You can also test your own files without creating any account via bookstore sample (http://s84786.gridserver.com/website/demo/bookstore/bookstore.php, http://www.pdftron.com/pdfnet/cloud/samples.html).

The WebViewer itself does not need to rasterize non-vector graphics (since it is using HTML5 Canvas to render paths, etc), but on mobile platforms ‘flattening’ content could result in better performance. To flatten content you can use ‘flattenContent’ conversion option (http://www.pdftron.com/pdfnet/cloud/advanced.html). If you are using PDFNet you can flatten content with the following snippet:

pdftron.PDF.Convert.XODOutputOptions xodOptions = new pdftron.PDF.Convert.XODOutputOptions();

xodOptions.SetOpacityMaskWorkaround(true);

xodOptions.SetThumbnailSize(600); // The width and height of a square in which all thumbnails will be contained.

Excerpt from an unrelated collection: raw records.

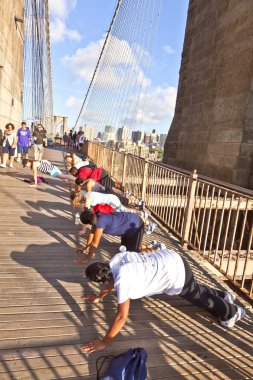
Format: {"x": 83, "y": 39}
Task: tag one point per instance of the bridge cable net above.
{"x": 37, "y": 73}
{"x": 117, "y": 90}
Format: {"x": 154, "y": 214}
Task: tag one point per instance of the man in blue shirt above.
{"x": 24, "y": 137}
{"x": 128, "y": 225}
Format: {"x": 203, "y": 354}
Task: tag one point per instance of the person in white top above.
{"x": 9, "y": 145}
{"x": 135, "y": 275}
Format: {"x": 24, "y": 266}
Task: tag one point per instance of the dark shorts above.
{"x": 133, "y": 242}
{"x": 22, "y": 149}
{"x": 8, "y": 149}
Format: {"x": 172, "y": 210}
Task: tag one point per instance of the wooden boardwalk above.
{"x": 43, "y": 320}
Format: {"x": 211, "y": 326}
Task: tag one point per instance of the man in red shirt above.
{"x": 86, "y": 172}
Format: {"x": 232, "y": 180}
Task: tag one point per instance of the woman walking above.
{"x": 136, "y": 275}
{"x": 9, "y": 145}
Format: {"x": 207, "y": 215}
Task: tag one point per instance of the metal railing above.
{"x": 209, "y": 216}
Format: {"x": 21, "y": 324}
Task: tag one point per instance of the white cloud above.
{"x": 159, "y": 107}
{"x": 124, "y": 58}
{"x": 168, "y": 49}
{"x": 73, "y": 102}
{"x": 59, "y": 11}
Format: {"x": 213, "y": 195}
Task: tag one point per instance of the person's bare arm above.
{"x": 87, "y": 201}
{"x": 118, "y": 323}
{"x": 89, "y": 185}
{"x": 93, "y": 298}
{"x": 91, "y": 245}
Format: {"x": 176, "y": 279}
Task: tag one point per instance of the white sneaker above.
{"x": 232, "y": 321}
{"x": 229, "y": 297}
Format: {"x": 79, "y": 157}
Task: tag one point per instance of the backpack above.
{"x": 103, "y": 208}
{"x": 131, "y": 365}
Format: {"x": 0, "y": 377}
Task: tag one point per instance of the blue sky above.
{"x": 77, "y": 31}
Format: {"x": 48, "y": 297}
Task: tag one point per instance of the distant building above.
{"x": 109, "y": 133}
{"x": 147, "y": 138}
{"x": 162, "y": 139}
{"x": 153, "y": 137}
{"x": 122, "y": 134}
{"x": 137, "y": 136}
{"x": 11, "y": 61}
{"x": 89, "y": 132}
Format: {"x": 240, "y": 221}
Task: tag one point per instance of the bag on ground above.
{"x": 131, "y": 365}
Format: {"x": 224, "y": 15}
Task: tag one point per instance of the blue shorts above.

xodOptions.SetMaximumImagePixels(2000000); // Specifies the maximum image size in pixels.

xodOptions.SetFlattenContent(true); // The amount of elements and image data is taken into account when determining whether to flatten or not. If the numbers pass a certain threshold on a page then the non-text content on that page will be flattened. The threshold is quite low. So, the page would have to be mostly text based to not be flattened.

// xodOptions.SetPreferJPG(true); // Where possible output JPG files rather than PNG. This will apply to both thumbnails and document images.

pdftron.PDF.Convert.ToXod(“my.pdf”, “out.xod”);

for a full sample see WebViewerConvert and WebViewerStreaming samples that are included as part of PDFNet SDK ().